Montag, 25. Juli 2016

Silberblesse (Folge 23) – Sherlock Holmes

Das Pferd „Silberblesse“ gilt als Favorit bei einem in wenigen Tagen stattfindenden Wettkampf. Nun entrüsten sich die Zeitungen über dessen verschwinden. Der Trainer wurde tot aufgefunden, der Stallbursche betäubt. Es gibt wilde Spekulationen. Als es zur Verwunderung des Meisterdetektivs keine rasche Aufklärung des Falles gibt, bemüht sich Sherlock Holmes selbst an den Tatort …

Dieser Fall brilliert mit zügigen korrekten Schlüssen Sherlocks, die jeder sehr gut nachvollziehen können dürfte. Die Auflösung des Todesfalls finde ich innovativ. Da ist schon viel Feingefühl notwendig, um eine Gefahrensituation so schnell zu erkennen und eine gute Kombinationsgabe gepaart mit Fantasie, um aus den Indizien das Geschehen rekonstruieren zu können. Holmes Arroganz bei seinem Vorgehen ist herrlich mitzuerleben, da er durch seine zurückhaltende Art (bezüglich seiner Schlussfolgerungen und Beobachtungen) jeden verwirrt: Die Erwartungen erfüllt er keinesfalls. Sherlock Holmes hat eben bereits genug gesehen, um anhand der Indizien schließen zu können, wo er weitere finden müsste, die seine Theorie stützen. Und da er von sich überzeugt ist, braucht er keine Zeit verschwenden, indem er sich Orte oder Dinge anschaut, die ihm in den Ermittlungen keinen Fortschritt bringen dürften. So macht der Fall richtig Laune, zumal er großartig erzählt ist. Von den hervorragend aufgelegten und ausgewählten Sprechern abgesehen und der tollen Geräusch- und Musikkulisse ebenfalls, ist es gerade die Art, wie die Geschichte erzählt wird: gekonnt! Kurze Hörspielrückblenden verdeutlichen das Gesagte und machen das Hörspiel wahrlich lebendig. Sehr schön!

Fazit
Ein großartiges Hörspiel des Meisterdetektivs: Kurzweilig und mit Situationskomik. Gekonnt! Vollständigen Artikel lesen...

Sonntag, 17. Juli 2016

Gruselkabinett Nr. 111 – Die Grube und das Pendel

Edgar Allan Poes „Das Fass Amontillado“ und „Die Grube und das Pendel“ hat Mark Gruppe zu einem Hörspiel zusammengefasst. „Das Fass Amontillado“ bildet den Rahmen. Zum Einstieg erfährt der Hörer, dass Montrésor sich von Fortunato verspotten lässt, was andere ebenfalls bemerken und über das bloße Hinnehmen durchaus verwundert sind. Was sie nicht wissen, ist die gemeinsame Vergangenheit, an die sich Fortunato selbst nicht zu erinnern scheint. Es folgen als Einschub die schrecklichen Jugenderfahrungen Montrésors („Die Grube und das Pendel“). Nachdem dieser Part abgeschlossen ist erfolgt die eigentliche Poe-Erzählung über das Fass Amontillado.

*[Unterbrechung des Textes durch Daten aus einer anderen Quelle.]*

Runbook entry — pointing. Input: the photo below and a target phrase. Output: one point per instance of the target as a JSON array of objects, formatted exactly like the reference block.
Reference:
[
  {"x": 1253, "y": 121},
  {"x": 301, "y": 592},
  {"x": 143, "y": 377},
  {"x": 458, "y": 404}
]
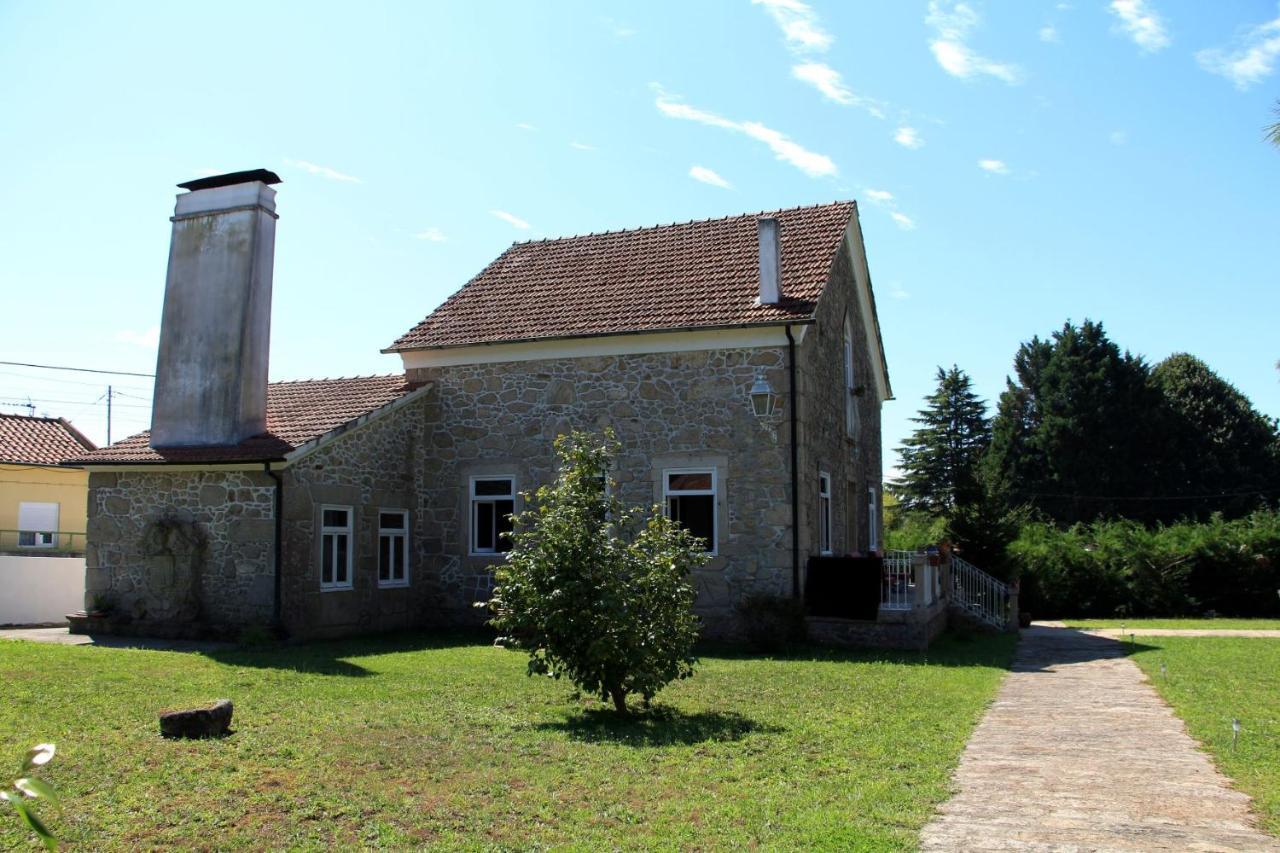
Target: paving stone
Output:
[{"x": 1079, "y": 753}]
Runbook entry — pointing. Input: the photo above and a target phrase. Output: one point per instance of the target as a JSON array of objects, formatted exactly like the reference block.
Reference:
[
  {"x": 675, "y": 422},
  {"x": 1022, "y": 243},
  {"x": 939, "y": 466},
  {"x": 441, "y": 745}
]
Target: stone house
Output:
[{"x": 739, "y": 361}]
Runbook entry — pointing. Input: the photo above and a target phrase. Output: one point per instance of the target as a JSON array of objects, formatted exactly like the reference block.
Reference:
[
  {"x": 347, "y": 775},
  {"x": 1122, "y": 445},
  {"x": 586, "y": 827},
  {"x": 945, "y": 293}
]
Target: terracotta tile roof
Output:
[
  {"x": 296, "y": 413},
  {"x": 39, "y": 441},
  {"x": 695, "y": 274}
]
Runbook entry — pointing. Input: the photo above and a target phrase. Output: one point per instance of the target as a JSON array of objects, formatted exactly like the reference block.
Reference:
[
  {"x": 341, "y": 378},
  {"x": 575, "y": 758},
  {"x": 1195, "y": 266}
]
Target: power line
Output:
[{"x": 51, "y": 366}]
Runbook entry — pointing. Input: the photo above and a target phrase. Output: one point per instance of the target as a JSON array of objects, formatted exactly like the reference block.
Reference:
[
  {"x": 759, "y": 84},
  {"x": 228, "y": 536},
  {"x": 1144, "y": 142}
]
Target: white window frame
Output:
[
  {"x": 31, "y": 537},
  {"x": 393, "y": 533},
  {"x": 824, "y": 514},
  {"x": 667, "y": 493},
  {"x": 334, "y": 530},
  {"x": 872, "y": 518},
  {"x": 474, "y": 501}
]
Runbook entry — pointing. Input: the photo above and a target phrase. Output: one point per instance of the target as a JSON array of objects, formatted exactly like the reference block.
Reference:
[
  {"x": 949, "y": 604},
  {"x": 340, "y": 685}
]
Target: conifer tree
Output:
[{"x": 940, "y": 460}]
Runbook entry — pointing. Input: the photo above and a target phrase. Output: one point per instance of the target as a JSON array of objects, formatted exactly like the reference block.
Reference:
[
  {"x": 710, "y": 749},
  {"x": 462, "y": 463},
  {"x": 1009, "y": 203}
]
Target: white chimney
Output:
[
  {"x": 216, "y": 325},
  {"x": 771, "y": 264}
]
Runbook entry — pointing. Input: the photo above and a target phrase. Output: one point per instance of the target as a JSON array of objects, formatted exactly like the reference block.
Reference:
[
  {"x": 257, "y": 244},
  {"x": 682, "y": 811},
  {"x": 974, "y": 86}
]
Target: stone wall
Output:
[
  {"x": 182, "y": 551},
  {"x": 854, "y": 465},
  {"x": 668, "y": 410},
  {"x": 376, "y": 466}
]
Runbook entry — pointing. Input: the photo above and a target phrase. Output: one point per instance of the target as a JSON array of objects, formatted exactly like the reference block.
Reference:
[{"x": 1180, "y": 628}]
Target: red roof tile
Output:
[
  {"x": 296, "y": 414},
  {"x": 695, "y": 274},
  {"x": 39, "y": 441}
]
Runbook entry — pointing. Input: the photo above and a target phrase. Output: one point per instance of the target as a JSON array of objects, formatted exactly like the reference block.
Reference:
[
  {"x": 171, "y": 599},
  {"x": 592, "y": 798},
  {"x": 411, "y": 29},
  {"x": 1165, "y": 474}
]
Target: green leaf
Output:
[
  {"x": 39, "y": 788},
  {"x": 35, "y": 824},
  {"x": 39, "y": 756}
]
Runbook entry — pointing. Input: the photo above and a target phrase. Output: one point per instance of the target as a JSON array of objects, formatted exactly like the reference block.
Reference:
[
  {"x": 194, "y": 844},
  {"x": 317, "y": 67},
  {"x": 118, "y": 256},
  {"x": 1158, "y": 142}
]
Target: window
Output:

Das Hörspiel ist durchgängig sehr atmosphärisch umgesetzt, mit tollen Musikstücken, Geräuschen und Sprechern. Die Verquickung der beiden Fälle passt durchaus und gibt Montrésor ein starkes Motiv für sein Handeln. Trotzdem bin ich nicht ganz glücklich damit. Ich bin mir unsicher, ob eine Schreckensgeschichte von Edgar Allan Poe genug für mich ist und ich danach erstmal wieder Abstand brauche oder es gereicht hätte, das Ende etwas flotter zu erzählen. Wobei das Original ja gerade von der Gemächlichkeit lebt, der Perfidität das Opfer dazu zu drängen, der Gesundheit wegen nach Hause zu gehen, aber zugleich einen Anreiz zu geben weiter zu gehen und damit in die vorgesehene Falle. Das gilt damit auch für das Hörspiel, braucht aber viel Zeit.

Die Sprecher sind famos! Das Duo Eckart Dux und Jürgen Thormann ist grandios als Montrésor und Fortunato. Ein toll ausgewähltes Team. Eckart Dux fungiert ebenfalls als Erzähler. Das höre ich gerne. Als junge Versionen (in „Die Grube und das Pendel“) sind Johannes Raspe und Matthias Lühn zu hören. Weitere Sprecher sind Herbert Schäfer, Louis Friedemann Thiele und Florian Jahr. Sie alle liefern hervorragende Ergebnisse.

Fazit
Ein tolles Hörspiel, das Poe mit seiner atmosphärischen Darbietung und einem fulminanten Dux-Thormann-Duett gerecht wird. Vollständigen Artikel lesen...

Donnerstag, 14. Juli 2016

Das gelbe Gesicht (Folge 24) – Sherlock Holmes

Zwei verzweifelte Menschen, ein Rätsel. Sherlock Holmes ist außer sich, da er einen Klienten verpasste, weil er auf Drängen von Dr. Watson spazieren ging und somit nicht in der Baker Street auf einen – lang ersehnten – neuen Fall warten konnte. Mrs. Hudson schildert einen möglichen neuen Klienten in einer Weise, die viele Parallelen zu Holmes verzweifelter Suche nach etwas (im Falle Holmes etwas Interessantes – ein Rätsel) aufweist. Zum Glück weiß Dr. Watson seinen Freund zu beruhigen, der völlig außer sich vor Empörung nicht zu Hause gewesen zu sein und damit einen Klienten, der vor Dringlichkeit kaum eine halbe Stunde zu warten imstande war, womöglich verloren zu haben. Holmes Chronist weißt ihn auf eine Pfeife hin, die der neue Klient hinterlassen hat. Anhand dieser deduziert Sherlock Erstaunliches und kurz darauf taucht Jack Grant Munro auf, der verzweifelte Klient: Seine Frau verhält sich reichlich seltsam seitdem das Nachbarhaus wieder bewohnt ist. Jack selbst sieht dort ein unheimliches gelbes Gesicht. Alarmiert bittet er Sherlock Holmes sich der Sache anzunehmen, um seine Ehe zu retten.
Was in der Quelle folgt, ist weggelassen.